A luta por igualdade de condições e oportunidades para pessoas com deficiência levou os pais de Bianca Pariz Santana, 3 anos, com Síndrome de Down, a procurar a Câmara Municipal de Linhares para que todas as pessoas com deficiência tenham direito a serviços básicos, como a Educação.
A dificuldade que André Santana e sua esposa, Aline Pariz, encontraram para matricular Bianca na rede pública de ensino de Linhares deu origem ao projeto de lei nº 469/2017 - de autoria do vereador e presidente da Casa, Ricardo Bonomo Vasconcelos, o Ricardinho da Farmácia - aprovado por unanimidade na Sessão Ordinária dessa segunda-feira (8). O projeto assegura a matrícula ao educando com deficiência e aos filhos de pessoas com deficiência em creches, educação infantil e escolas públicas do município de Linhares.
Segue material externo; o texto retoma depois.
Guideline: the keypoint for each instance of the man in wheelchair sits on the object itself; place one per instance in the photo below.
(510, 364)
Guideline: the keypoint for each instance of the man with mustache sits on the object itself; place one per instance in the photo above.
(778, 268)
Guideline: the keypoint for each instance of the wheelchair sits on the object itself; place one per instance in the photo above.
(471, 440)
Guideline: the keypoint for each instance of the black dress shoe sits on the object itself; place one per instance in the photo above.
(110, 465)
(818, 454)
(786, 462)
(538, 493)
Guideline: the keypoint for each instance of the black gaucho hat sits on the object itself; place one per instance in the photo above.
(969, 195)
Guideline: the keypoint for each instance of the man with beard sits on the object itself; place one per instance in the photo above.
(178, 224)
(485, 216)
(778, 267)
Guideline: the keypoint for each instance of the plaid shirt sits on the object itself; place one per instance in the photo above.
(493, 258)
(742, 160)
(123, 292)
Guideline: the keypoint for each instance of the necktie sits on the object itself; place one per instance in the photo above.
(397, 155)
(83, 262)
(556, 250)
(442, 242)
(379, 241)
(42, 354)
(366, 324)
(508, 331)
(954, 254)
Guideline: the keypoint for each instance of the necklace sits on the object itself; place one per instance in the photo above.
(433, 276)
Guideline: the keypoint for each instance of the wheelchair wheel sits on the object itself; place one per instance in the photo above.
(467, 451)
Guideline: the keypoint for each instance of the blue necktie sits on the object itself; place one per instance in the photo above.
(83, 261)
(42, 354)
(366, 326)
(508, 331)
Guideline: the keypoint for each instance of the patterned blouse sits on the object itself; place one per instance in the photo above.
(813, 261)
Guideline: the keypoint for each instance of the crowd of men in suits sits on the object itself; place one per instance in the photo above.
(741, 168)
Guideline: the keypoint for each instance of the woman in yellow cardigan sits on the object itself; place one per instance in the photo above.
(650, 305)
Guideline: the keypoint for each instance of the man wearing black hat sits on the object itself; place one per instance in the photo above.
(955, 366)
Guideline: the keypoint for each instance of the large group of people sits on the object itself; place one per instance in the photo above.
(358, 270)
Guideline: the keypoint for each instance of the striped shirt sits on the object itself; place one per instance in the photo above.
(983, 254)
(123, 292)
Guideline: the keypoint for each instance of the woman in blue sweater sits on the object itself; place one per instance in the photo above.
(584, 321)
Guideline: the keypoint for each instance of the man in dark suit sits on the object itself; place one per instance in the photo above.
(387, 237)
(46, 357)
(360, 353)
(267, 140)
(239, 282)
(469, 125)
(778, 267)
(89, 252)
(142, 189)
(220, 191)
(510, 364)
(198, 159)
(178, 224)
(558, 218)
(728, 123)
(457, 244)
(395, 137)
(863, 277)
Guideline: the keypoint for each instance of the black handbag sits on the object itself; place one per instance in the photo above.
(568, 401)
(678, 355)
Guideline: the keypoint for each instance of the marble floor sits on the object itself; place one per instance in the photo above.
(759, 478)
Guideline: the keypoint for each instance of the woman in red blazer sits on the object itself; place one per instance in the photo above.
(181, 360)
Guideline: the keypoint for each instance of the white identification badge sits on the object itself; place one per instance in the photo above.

André e Aline tiveram de recorrer à Justiça, depois de aguardarem dias na fila em busca de uma vaga na escola para sua filha, e não conseguiram. “Conversamos com a escola que ela tem deficiência e o estatuto garante o acesso à educação, mas não conseguimos. A gente entrou na Justiça que emitiu uma liminar e a escola foi obrigada a fazer a matricula”, explicou.
Diante disso, André se solidarizou, pois há legislação própria em outras cidades, “então, porque não haver isso aqui no município, para todas as pessoas e famílias que tenham deficientes?”, perguntou. A história deles é uma entre as quase dez mil famílias de Linhares que enfrentam dificuldades para que seus entes tenham acesso a direitos básicos.
O que falta agora
Agora, André Santana espera que a lei entre em vigor: “Esperamos que o prefeito tenha a mesma sensibilidade da Câmara, que sancione a lei o quanto antes e dê a orientação adequada à secretaria de educação para que comunique todas as escolas públicas municipais, desde a creche até a faculdade, para que a pessoa com deficiência possa ter a garantia de acesso à educação. E que o modelo seja copiado em outros municípios”, argumentou.
Bianca está matriculada no Centro de Educação Infantil Municipal Agnelo Guimarães e está com o desenvolvimento acima da média, segundo os médicos que a acompanham. “Eles atribuem esse crescimento à convivência escolar, pois ali há outras crianças com deficiência. A escola é inclusiva, todas as crianças estudam, interagem e brincam juntas”, destacou André.